Nous partons ce matin du gîte à pied à neuf heures. La montée initiale est assez longue dans la campagne vers le village de Cénac, où nous franchissons la Dordogne par le pont. Nous tournons à gauche vers le lavoir. Là, un platane se présente en brandissant une pancarte : « je suis un platane, je m’appelle Thermidor.

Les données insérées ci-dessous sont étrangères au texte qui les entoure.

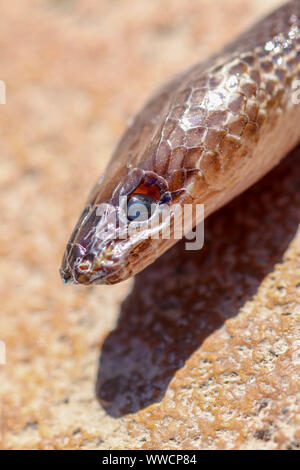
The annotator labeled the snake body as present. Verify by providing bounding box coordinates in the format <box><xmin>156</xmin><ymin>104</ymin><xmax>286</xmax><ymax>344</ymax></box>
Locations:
<box><xmin>61</xmin><ymin>0</ymin><xmax>300</xmax><ymax>285</ymax></box>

J’ai planté mes racines vers l’an 1750, j’ai vu la Révolution » puis « je mesure 7 m 60 de tour de taille à 1 m 30 du sol, 45 m de hauteur et 33 m d’envergure ». Suit une prière écolo à la déesse Gaïa : « Si le ciel me protège et si les hommes prennent soin de moi, j’espère bien être encore là en l’an 2089 ». La prière a oublié les petites bêtes et le climat !

Derrière le lavoir, le chemin longe l’école ou des petits en récréation jouent au tricycle sous les hêtres. Ils piaillent comme le troupeau d’oies vues auparavant. Non loin de là, le pré ou a été installé un terrain de foot est occupé par les garçons et filles du primaire qui s’initient au rugby, plus en pantalon qu’en short. Il fait moite et gris, ils sont très habillés et pas vraiment sportifs, comme s’ils avaient froid.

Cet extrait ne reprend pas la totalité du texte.